JVR Ventures has signed a binding term sheet to acquire all issued and outstanding securities of Luna Energy, a private exploration company based in Canada.
This acquisition is structured as a reverse takeover of JVR.
Upon completion, JVR will continue Luna’s business operations under the merged entity, renamed Luna Energy, and continue Luna’s uranium exploration business.
Luna has been developing uranium exploration assets in Paraguay’s Paraná Basin, leveraging historical data and acquiring permits for its Cabayu Uranium Project.
The proposed transaction will involve a three-cornered amalgamation, involving JVR, a new subsidiary of JVR named Subco and Luna.
JVR Ventures has six million common shares, options and warrants, while Luna has 39.9 million shares, options, warrants and convertible debt, which will be converted before the transaction’s completion.
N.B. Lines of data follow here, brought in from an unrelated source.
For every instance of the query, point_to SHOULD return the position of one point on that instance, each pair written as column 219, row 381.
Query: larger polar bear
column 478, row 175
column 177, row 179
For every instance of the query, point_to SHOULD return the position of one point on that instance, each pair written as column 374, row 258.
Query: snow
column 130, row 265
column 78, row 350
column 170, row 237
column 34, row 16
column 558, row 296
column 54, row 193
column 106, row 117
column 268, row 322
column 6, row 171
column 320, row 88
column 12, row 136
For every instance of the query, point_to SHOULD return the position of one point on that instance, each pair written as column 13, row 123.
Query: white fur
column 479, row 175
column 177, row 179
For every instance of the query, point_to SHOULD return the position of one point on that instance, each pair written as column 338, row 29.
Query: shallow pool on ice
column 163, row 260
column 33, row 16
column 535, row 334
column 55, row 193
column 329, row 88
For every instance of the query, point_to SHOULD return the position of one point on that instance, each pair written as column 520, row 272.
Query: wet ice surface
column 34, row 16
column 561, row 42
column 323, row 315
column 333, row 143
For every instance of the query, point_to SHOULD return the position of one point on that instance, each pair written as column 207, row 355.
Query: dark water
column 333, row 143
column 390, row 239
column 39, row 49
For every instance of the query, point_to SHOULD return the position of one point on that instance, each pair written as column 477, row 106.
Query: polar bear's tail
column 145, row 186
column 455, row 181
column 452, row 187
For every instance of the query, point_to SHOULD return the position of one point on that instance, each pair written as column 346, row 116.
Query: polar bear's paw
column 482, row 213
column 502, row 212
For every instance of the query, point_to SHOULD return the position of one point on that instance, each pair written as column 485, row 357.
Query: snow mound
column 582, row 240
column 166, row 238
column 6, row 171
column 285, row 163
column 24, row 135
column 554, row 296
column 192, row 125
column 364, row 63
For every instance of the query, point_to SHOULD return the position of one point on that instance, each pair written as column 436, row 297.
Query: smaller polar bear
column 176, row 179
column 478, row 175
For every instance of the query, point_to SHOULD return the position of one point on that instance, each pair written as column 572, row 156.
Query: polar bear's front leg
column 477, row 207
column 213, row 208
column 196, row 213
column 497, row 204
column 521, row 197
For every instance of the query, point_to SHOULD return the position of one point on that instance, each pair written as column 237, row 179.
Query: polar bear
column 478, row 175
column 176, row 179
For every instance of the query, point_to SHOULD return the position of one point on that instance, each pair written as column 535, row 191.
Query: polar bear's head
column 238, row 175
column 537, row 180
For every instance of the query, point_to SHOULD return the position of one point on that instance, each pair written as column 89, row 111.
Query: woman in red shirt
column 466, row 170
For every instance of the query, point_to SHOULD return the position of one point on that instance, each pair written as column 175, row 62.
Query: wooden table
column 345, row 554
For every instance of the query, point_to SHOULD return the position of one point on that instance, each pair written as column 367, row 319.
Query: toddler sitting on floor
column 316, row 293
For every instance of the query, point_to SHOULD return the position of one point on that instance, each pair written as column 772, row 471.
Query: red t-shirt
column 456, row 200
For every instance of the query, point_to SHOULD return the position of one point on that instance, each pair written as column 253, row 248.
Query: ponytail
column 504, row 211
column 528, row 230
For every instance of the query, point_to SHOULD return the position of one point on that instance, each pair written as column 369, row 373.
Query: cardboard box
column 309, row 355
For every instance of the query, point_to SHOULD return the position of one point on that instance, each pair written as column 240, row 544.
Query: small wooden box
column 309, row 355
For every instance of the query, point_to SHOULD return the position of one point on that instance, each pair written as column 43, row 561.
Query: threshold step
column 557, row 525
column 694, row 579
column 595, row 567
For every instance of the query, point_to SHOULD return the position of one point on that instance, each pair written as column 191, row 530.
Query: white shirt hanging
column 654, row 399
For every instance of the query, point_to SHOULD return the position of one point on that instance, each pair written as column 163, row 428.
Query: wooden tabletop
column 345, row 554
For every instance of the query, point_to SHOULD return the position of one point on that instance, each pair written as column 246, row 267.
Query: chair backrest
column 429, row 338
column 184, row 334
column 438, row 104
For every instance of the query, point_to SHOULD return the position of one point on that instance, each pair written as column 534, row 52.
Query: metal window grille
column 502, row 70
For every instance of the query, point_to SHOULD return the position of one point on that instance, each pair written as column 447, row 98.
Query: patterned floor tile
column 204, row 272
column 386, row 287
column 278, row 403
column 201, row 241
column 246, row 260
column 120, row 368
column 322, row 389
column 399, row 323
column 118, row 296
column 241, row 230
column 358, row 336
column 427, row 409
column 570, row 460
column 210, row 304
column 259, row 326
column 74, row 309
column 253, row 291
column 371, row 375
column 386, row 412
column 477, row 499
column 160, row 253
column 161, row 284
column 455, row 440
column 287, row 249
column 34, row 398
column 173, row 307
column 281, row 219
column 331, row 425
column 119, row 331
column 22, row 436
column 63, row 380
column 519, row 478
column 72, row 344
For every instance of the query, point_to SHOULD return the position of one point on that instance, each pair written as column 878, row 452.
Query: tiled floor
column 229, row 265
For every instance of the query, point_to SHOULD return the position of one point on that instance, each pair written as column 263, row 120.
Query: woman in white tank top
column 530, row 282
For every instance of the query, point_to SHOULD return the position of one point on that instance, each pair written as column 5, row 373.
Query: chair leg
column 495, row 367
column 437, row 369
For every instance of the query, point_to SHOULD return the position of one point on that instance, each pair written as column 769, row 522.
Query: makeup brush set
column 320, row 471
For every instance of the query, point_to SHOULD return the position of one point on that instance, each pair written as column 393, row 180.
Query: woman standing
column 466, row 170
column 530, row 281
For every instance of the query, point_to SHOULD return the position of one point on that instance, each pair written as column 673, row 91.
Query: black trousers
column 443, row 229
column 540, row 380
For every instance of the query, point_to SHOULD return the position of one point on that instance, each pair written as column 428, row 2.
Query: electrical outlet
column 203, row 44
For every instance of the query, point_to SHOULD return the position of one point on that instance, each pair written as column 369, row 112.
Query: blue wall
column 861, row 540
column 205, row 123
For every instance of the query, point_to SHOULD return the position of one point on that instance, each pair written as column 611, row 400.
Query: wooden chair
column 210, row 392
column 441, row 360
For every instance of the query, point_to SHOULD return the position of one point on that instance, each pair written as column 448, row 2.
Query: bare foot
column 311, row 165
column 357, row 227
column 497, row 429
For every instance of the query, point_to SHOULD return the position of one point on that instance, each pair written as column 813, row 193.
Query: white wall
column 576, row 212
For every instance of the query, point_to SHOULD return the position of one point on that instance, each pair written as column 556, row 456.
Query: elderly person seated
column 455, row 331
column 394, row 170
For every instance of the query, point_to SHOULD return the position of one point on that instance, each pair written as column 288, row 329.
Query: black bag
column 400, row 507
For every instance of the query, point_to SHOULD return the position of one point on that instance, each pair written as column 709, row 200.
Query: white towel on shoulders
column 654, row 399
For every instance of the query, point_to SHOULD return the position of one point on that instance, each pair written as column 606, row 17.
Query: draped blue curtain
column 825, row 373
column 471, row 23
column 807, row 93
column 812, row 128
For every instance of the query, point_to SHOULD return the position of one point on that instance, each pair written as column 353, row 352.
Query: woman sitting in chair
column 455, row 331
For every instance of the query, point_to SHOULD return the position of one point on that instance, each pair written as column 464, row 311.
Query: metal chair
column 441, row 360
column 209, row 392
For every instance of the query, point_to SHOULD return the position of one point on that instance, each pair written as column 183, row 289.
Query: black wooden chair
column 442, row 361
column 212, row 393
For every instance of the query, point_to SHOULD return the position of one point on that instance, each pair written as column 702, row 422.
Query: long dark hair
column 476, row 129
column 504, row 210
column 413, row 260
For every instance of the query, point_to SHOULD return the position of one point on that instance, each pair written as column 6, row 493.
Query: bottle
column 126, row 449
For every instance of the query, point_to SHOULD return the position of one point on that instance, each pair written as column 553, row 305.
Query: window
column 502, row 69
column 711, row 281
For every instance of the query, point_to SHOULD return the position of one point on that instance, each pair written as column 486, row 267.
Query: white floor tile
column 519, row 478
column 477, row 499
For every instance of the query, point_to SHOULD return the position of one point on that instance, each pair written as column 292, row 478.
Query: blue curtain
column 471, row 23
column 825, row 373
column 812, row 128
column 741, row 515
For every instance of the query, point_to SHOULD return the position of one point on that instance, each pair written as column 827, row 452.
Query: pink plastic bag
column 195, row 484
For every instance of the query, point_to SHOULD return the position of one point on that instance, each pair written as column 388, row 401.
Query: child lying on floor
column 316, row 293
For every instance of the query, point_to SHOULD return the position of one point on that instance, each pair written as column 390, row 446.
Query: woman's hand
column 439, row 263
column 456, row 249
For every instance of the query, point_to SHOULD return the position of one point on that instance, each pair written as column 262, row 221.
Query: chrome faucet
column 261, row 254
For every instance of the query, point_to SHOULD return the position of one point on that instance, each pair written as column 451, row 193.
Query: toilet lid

The ownership of the new entity will be divided among three groups.
Former Luna shareholders will hold 40.03% of the common shares. Existing JVR shareholders will retain 12.86% ownership.
The largest stake, 47.10%, will be held by new investors that participated in the offering and liquidity buffer financing.
Additionally, Luna is aiming to raise up to $3.5m (C$5m) through a private placement at $0.165 per share in connection with the proposed transaction.
The funds will support the exploration of the Cabayu Uranium Project and general working capital.
A liquidity buffer of up to $500,000 may be raised via convertible debentures at $0.132 per share to maintain enough liquidity before the transaction.
The acquisition will be a qualifying transaction under TSX Venture (TSXV) Exchange policies. The merged entity will be listed as a Tier 2 Mining Issuer on the TSXV.
The transaction is expected to close by 30 June 2025, with a provision for an extension.
If a definitive agreement is not reached by 30 April 2025, either party may terminate the agreement.
The board of directors is expected to undergo changes, with new nominees from Luna, including Emily Hersh as the anticipated CEO.
In a related development, Dark Star Minerals, a mining company based in Canada, announced an amendment to its previously disclosed option agreement with Cronin Exploration regarding the acquisition of the Ghost Lake Property in Newfoundland and Labrador, Canada.